I was really excited to be going to Budapest. The week before, for research, I visited my local library and got three CD’s out: Bartok and Kodaly, who were both Hungarian. And one by Nelly Furtado. But I was looking forward to being able to some stuff for my book about John, the businessman who travels a lot.
‘John sits in the hotel bar and picks up the cocktail menu on the table. ‘It’s a difficult choice,’ the woman next to him says, leaning over slightly. They get chatting. And, a few minutes later, she tells him that the next day is a national holiday, one that marks the anniversary of the Hungarian Uprising in 1956. ‘Oh, what’s that?’ John asks, having never heard of this historical event before.’
I do really want to talk about the Hungarian Uprising at some point in the book. I don’t know, maybe I need to find a less clunky way of introducing the subject. But I loved my few days in Budapest, wondering around with my guidebook. I didn’t realise that, at one point, Budapest had the largest jewish community in central Europe and its synagogue was the second largest in the world.
I did start to wonder why I have to travel in order to feel something and inspired to write. I guess I do find it difficult at home. Coming back, I started to feel a bit depressed. And back at my day job, very quickly, all I could think about was going away again.

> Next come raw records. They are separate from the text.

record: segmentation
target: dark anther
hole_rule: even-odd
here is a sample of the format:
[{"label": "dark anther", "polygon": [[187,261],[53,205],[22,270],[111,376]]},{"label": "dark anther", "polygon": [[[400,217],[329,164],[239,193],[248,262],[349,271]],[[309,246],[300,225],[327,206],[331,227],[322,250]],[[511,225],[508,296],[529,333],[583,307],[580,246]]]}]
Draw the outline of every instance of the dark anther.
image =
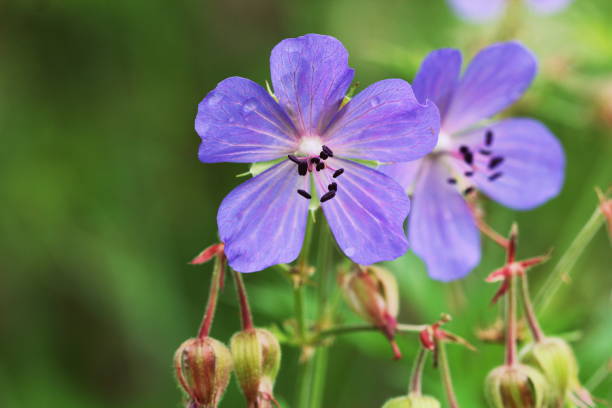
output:
[{"label": "dark anther", "polygon": [[489,176],[489,181],[495,181],[502,176],[502,172],[498,171],[497,173],[493,173]]},{"label": "dark anther", "polygon": [[298,159],[297,157],[295,157],[294,155],[290,154],[287,156],[289,158],[289,160],[291,160],[292,162],[294,162],[295,164],[300,164],[301,160]]},{"label": "dark anther", "polygon": [[491,151],[487,150],[487,149],[480,149],[478,152],[480,154],[484,155],[484,156],[490,156],[491,155]]},{"label": "dark anther", "polygon": [[325,163],[317,163],[317,171],[321,171],[325,168]]},{"label": "dark anther", "polygon": [[327,159],[329,156],[328,156],[328,154],[327,154],[327,153],[325,153],[325,152],[321,152],[321,153],[319,153],[319,157],[320,157],[322,160],[325,160],[325,159]]},{"label": "dark anther", "polygon": [[463,154],[463,160],[465,160],[465,162],[471,166],[472,163],[474,163],[474,155],[472,152],[468,151]]},{"label": "dark anther", "polygon": [[492,158],[491,161],[489,162],[489,169],[493,170],[494,168],[502,164],[503,161],[504,161],[504,158],[501,156],[496,156]]},{"label": "dark anther", "polygon": [[463,174],[465,174],[465,177],[472,177],[474,175],[474,172],[473,171],[466,171]]},{"label": "dark anther", "polygon": [[334,172],[334,176],[333,176],[333,177],[334,177],[334,178],[338,178],[338,177],[340,177],[340,175],[341,175],[342,173],[344,173],[344,169],[338,169],[338,170],[336,170],[336,171]]},{"label": "dark anther", "polygon": [[321,149],[323,150],[323,153],[325,153],[329,157],[334,157],[334,152],[332,152],[332,150],[329,147],[323,145],[321,146]]},{"label": "dark anther", "polygon": [[321,202],[324,203],[327,200],[331,200],[332,198],[334,198],[336,196],[336,192],[335,191],[328,191],[327,193],[323,194],[321,196]]},{"label": "dark anther", "polygon": [[461,146],[459,152],[461,152],[461,154],[467,154],[470,152],[470,149],[467,146]]},{"label": "dark anther", "polygon": [[312,159],[310,159],[310,163],[317,164],[317,163],[320,163],[320,162],[321,162],[321,160],[319,160],[318,157],[313,157]]},{"label": "dark anther", "polygon": [[448,184],[457,184],[457,179],[454,179],[454,178],[449,178],[446,181],[448,182]]},{"label": "dark anther", "polygon": [[300,176],[305,176],[306,173],[308,173],[308,163],[306,163],[305,161],[300,161],[298,163],[298,174]]},{"label": "dark anther", "polygon": [[485,144],[487,146],[491,146],[493,144],[493,131],[492,130],[487,130],[487,133],[485,133]]},{"label": "dark anther", "polygon": [[308,194],[308,191],[306,191],[306,190],[298,190],[297,192],[298,192],[299,195],[301,195],[304,198],[307,198],[309,200],[312,198],[312,196],[310,194]]},{"label": "dark anther", "polygon": [[463,195],[468,195],[470,194],[472,191],[474,191],[474,187],[468,187],[465,190],[463,190]]},{"label": "dark anther", "polygon": [[331,183],[330,185],[327,186],[327,189],[329,191],[338,191],[338,184],[337,183]]}]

A few months later, in May 2010, my dad died. I couldn’t believe that I would never see this man, my father, again. Anyway, I wanted to try and write about the disease that he had, but found it really difficult. So I decided to create a character in order to do that: Steven. He also lives in Herne Hill. Anyway, his father is called Monty. And Monty has a disease called Progressive Supranuclear Palsy, a sort of dementia that affects the neuro-muscular system. So things like walking, talking and swallowing become increasingly difficult.